Il seguente passo riprende anch’esso un tema assai presente negli scritti di Agostino, in particolare nei commenti ai salmi. “Camminate lungo la via con tutte le genti, camminate lungo la via con tutti i popoli, o figli della pace, o figli dell’unica cattolica! Camminate lungo la via e camminando cantate. Così fanno i viandanti per dimenticare la stanchezza. Cantate anche voi lungo la via! Vi supplico in nome della via stessa (cf. Gv 14,6), cantate lungo la via, cantate un canto nuovo! Nessuno in questo cammino innalzi canti vecchi, cantate inni d’amore per la vostra patria del cielo. Nessuno innalzi canti vecchi. Nuova è la via, nuovo il viandante; sia nuovo il canto. Ascolta l’Apostolo che ti esorta al cantico nuovo: Se dunque vi è una nuova creatura in Cristo, le cose vecchie sono passate; ecco, ne sono nate di nuove (2Cor 5,17). Cantate il cantico nuovo lungo la via che avete conosciuto sulla terra. In quale terra? Tra tutte le genti. Il cantico nuovo non appartiene a una parte sola. Chi canta separandosi canta qualcosa di vecchio, come è vecchio l’uomo che canta; è diviso, pensa secondo la carne. E certamente, se pensa secondo la carne è vecchio, se pensa secondo lo spirito è nuovo ... Canta sicuro, ti dico, il nuovo cantico lungo la via che hai conosciuto sulla terra, cioè in mezzo a tutte le genti” (Esposizione sul salmo 66,4-5).

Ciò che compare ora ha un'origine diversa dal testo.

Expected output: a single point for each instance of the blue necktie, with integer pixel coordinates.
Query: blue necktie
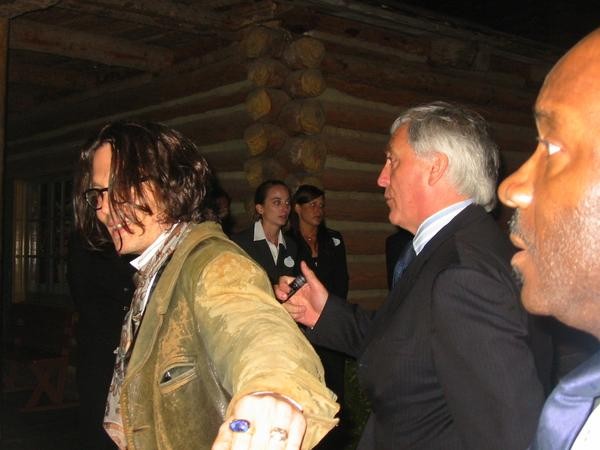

Un altro tema caro ad Agostino è quello del desiderio che troviamo a più riprese nei suoi scritti; riportiamo questo passo stupendo tratto dal suo commento al v. 10 del salmo 38 (37): E dinanzi a te sta ogni mio desiderio. “Il tuo desiderio è la tua preghiera; se continuo è il tuo desiderio, continua è la preghiera. Perché non invano l’Apostolo ha detto: Pregate senza interruzione (1Ts 5,17) ... c’è una preghiera interiore che non conosce interruzione ed è il desiderio. Qualunque cosa tu faccia, se desideri il riposo del regno, non smetti mai di pregare. Se non vuoi interrompere la preghiera, non cessare mai di desiderare. Il tuo desiderio continuo sarà la tua continua voce. Tacerai se smetterai di amare ... Il gelo della carità è il silenzio del cuore: l’ardore della carità è il grido del cuore. Se sempre permane la carità, tu sempre gridi; se sempre gridi, sempre desideri ... E il mio gemito non ti è nascosto. A te non è nascosto, ma lo è a molti uomini ... Ma se dentro al cuore c’è il desiderio, c’è anche il gemito, non sempre esso giunge alle orecchie degli uomini, ma mai resta lontano dalle orecchie di Dio” (Esposizione sul salmo 37,10).

Per saperne di più rinviamo a due antologie delle opere di Agostino: Per conoscere sant’Agostino, a cura di V. Joannes, Mondadori, Milano 1976; Il maestro interiore, testi scelti, introduzione e commenti a cura di A. Trapé, Paoline, Milano 1992.